Et un pantalon gros, d'en bas mais le haut moule,
Montrant l'amphore beau:qui enchante et saoule.

Sa voix qui raisonnait : une flûte enchantée,
Laissait emprisonner mon cœur et l'empâter,
Le charme qui sonnait de ses propos jetés
Dévie les cantonnés ermites et piétés.

Je n'ai pu retenir mes élans sensuels,
Et je n'avais des yeux que pour ma demoiselle:
Comme une libellule accrochée par ficelles
A ses mains je tournais constamment autour d'elle!

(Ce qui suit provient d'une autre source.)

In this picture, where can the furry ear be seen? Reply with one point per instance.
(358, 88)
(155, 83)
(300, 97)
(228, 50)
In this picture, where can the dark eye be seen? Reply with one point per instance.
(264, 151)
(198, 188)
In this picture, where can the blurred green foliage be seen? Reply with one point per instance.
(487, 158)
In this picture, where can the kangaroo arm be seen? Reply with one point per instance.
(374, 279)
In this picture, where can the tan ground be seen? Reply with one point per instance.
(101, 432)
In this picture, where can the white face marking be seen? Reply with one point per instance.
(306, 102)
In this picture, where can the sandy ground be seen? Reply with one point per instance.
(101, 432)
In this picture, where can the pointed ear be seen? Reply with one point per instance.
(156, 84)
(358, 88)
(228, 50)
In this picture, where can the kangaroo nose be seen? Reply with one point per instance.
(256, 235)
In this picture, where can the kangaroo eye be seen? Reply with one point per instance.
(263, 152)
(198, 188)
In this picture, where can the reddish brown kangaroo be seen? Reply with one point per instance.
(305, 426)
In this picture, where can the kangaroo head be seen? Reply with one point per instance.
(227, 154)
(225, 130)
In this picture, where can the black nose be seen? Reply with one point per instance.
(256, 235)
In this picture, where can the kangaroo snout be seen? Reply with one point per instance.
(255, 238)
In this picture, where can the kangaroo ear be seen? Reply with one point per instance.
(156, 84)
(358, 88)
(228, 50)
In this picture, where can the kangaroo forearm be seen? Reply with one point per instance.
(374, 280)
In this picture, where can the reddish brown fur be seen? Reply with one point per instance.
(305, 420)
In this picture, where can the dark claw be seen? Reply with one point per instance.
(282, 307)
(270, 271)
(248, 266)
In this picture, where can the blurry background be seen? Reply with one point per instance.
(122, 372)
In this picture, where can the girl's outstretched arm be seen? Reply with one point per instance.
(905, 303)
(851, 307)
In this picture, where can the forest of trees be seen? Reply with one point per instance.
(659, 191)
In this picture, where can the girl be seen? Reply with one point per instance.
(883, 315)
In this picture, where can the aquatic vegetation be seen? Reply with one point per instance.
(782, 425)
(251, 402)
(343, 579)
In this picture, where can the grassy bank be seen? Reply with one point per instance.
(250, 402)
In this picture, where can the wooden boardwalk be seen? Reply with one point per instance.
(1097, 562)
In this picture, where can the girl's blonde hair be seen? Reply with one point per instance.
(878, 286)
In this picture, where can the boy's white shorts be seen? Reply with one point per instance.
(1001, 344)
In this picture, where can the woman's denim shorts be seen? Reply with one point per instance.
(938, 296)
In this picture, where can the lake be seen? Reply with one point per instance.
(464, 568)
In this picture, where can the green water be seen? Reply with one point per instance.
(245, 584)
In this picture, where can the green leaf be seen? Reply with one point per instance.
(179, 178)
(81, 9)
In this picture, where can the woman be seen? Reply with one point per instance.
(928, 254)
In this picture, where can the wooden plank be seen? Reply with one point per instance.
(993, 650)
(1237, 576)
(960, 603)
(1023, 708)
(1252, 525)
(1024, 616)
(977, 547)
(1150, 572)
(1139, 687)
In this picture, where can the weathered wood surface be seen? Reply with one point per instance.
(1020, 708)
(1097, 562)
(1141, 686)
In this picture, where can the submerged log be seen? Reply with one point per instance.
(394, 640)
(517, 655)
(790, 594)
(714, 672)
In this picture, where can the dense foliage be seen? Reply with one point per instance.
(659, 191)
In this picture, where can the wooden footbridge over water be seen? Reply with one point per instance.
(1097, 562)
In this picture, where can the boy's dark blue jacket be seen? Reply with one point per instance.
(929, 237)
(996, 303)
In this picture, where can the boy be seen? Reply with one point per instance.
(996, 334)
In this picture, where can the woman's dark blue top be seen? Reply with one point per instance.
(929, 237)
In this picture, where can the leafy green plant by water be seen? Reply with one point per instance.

J'aurais payé un an de ma vie pour l'avoir
Dansée collée à moi et beaucoup plus pour voir
Ses seins contre ma bouche,seules dans une foire .

Je me suis rapprochée d'elle pour l'accoster,
Mais j'étais empochée par quelqu'un à côté,
Et je n'ai pu lâcher un mot pour l'affréter!

C'était une soirée avec quelques amis,
Et j'ai bien regretté d'être nombreux venus:
Si j'étais, vraiment seule, je l'aurais sûr suivie,
Pour découvrir la meule tapie sous ses habits!